In short, Hypnobirthing allows you to experience birth in an atmosphere of calm relaxation, free of the fear and tension that prevents the birthing muscles of your body from functioning as Nature intended them to.

Why is Hypnobirthing so good?

Here are some of the things you’ll learn that are not covered in most antenatal classes.

Breathing techniques that actually help the birth (and it’s not the panting that most people think they have to do. Think about it – why would anyone want to hyperventilate during labour?)
How to massively reduce the need for any medication at all
How to reduce your risk of needing an episiotomy during birth with a stunningly simple massage technique
How to be confident and informed when dealing with the medical staff – when to question, what to ask…and when it’s time to let them take charge
How to release any fears you might have about childbirth…regardless of where they come from
How to bring about your own easy start of labour with these simple, natural techniques, if you go beyond your “estimated due date”
Most importantly, you’ll know how to relax and stay calm and in control – regardless of what’s happening around you
Hypnobirthing is designed as a structured but informal class format that teaches about the physical, emotional and spiritual aspects of birth. You’ll learn why your body does what it does, as well as how.

More benefits

Additional benefits that have been reported by mums include:

Considerably shorter labour and birthing
Signficantly fewer surgical births
High number of comfortable, natural births with no technological assistance
A high rate of success in assisting breech-presented babies to turn into appropriate birthing position with the use of posture and hypnosis (in a study done at the University of Vermont of 100 women at 37 to 40 weeks, there was a 81% success rate with hypnosis)
Highly energized mums in good spirits following births that are calm and gentle
You’ll learn the techniques once for this birth, but then you can then use them again and again, no matter how many children you have
Hypnobirthing techniques work very effectively with home births, water births, hospital births, birthing centres…whatever. It’s your choice what kind of birth to have – Hypnobirthing helps them all.
You can use the techniques to help calm and relax yourself any time you feel stressed out…(we’ve had many couples tell us this alone has been invaluable!)
What you’ll learn through Hypnobirthing is how you can confidently approach a safe, easier and more comfortable natural birth.

We can’t promise you a ‘perfect’ birth – no one can – but we can promise you a much, much more comfortable and relaxed birth than you would have had otherwise.

Does it help the baby too?

Yes. We find that babies born using Hypnobirthing tend to be calmer, feed better, sleep better and experience less trauma, because they are gently and calmly breathed into the world at their own pace.

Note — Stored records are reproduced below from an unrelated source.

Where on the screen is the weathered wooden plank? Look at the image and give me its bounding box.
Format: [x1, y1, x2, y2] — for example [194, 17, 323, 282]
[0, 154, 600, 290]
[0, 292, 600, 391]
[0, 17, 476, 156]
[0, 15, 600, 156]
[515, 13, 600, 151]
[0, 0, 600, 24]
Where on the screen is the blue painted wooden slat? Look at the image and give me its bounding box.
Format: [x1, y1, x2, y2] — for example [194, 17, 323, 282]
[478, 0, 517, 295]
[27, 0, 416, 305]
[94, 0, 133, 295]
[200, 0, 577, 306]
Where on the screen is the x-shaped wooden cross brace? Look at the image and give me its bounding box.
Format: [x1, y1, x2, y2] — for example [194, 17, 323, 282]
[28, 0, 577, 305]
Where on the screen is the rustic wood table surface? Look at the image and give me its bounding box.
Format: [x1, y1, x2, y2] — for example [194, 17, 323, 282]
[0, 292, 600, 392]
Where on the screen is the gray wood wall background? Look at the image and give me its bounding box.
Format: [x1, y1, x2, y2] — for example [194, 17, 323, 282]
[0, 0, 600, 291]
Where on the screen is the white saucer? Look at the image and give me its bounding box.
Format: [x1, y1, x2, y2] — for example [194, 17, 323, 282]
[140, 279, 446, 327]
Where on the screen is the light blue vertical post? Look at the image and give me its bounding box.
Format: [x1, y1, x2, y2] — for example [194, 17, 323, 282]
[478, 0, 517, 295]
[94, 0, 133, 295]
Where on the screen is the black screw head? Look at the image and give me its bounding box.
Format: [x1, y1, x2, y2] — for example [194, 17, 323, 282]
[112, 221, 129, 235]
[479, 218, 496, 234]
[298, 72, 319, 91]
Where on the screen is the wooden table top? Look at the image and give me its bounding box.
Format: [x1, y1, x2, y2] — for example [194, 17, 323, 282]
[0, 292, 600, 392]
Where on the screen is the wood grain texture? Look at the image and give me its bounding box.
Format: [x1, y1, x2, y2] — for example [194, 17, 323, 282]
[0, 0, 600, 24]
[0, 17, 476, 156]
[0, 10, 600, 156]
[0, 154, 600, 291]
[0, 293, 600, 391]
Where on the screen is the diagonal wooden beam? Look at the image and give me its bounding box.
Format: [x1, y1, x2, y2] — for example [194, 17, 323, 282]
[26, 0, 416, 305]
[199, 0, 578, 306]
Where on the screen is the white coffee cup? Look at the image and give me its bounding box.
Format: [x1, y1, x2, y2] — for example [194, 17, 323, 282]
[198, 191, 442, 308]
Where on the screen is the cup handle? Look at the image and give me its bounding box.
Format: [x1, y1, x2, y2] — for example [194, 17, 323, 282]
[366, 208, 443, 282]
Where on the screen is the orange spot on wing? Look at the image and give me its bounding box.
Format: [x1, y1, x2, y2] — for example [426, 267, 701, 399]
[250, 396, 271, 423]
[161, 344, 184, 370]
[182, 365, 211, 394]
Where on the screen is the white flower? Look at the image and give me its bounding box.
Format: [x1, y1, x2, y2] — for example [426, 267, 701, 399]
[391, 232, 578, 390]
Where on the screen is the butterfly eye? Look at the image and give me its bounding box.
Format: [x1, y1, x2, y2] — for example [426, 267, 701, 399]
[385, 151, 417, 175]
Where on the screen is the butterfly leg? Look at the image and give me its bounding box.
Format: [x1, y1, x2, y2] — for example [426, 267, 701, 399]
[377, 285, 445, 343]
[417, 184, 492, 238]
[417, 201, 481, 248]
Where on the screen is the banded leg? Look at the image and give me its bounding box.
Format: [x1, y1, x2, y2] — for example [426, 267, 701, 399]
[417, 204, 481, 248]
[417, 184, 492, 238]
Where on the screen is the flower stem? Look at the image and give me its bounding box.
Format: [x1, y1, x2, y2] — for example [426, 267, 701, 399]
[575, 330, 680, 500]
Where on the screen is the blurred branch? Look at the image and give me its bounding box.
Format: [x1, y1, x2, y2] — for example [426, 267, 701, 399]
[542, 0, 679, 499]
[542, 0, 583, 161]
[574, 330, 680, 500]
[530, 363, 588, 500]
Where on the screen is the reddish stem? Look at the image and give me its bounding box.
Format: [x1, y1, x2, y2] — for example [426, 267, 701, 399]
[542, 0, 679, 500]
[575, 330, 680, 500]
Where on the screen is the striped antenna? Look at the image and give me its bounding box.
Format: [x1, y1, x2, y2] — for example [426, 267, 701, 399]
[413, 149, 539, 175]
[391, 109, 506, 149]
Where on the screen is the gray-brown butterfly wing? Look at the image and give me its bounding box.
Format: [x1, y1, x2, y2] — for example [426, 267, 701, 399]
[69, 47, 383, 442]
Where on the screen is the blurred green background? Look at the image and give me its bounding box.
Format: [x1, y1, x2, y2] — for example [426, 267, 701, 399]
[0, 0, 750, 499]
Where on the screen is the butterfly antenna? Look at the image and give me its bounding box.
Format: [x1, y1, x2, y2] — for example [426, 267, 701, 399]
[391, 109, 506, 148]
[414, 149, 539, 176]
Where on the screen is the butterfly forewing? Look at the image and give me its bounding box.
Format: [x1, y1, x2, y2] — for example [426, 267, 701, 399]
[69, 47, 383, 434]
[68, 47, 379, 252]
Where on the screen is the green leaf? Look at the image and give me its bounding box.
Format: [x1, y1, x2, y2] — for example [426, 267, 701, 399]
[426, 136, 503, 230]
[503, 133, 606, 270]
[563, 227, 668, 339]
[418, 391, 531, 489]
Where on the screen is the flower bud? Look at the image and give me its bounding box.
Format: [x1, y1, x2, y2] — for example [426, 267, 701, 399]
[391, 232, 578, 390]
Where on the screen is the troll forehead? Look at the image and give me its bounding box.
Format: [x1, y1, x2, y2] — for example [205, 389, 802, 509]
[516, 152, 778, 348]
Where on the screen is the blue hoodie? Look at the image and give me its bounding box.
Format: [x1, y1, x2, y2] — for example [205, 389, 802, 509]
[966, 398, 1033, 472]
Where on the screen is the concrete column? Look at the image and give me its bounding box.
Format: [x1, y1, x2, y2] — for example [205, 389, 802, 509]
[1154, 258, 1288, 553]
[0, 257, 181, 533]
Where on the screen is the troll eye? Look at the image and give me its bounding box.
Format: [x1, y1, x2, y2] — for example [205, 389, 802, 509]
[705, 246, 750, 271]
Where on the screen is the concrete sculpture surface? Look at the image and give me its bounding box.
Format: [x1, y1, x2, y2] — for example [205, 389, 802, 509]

Scientific research has also shown that the babies usually have higher Agpar scores as well (a measure of how well your baby is doing immediately after the birth, and then five minutes later).

Finally – something useful for the dad to do!

Instead of your husband or partner being a helpless onlooker, they become a central part of the birthing process, helping you to stay calm and focussed on the techniques you’ve been taught.

As a result, the fathers feel proud to have been able to help, and to be an active part of the birth.

Imagine how close that makes them feel to you and the baby!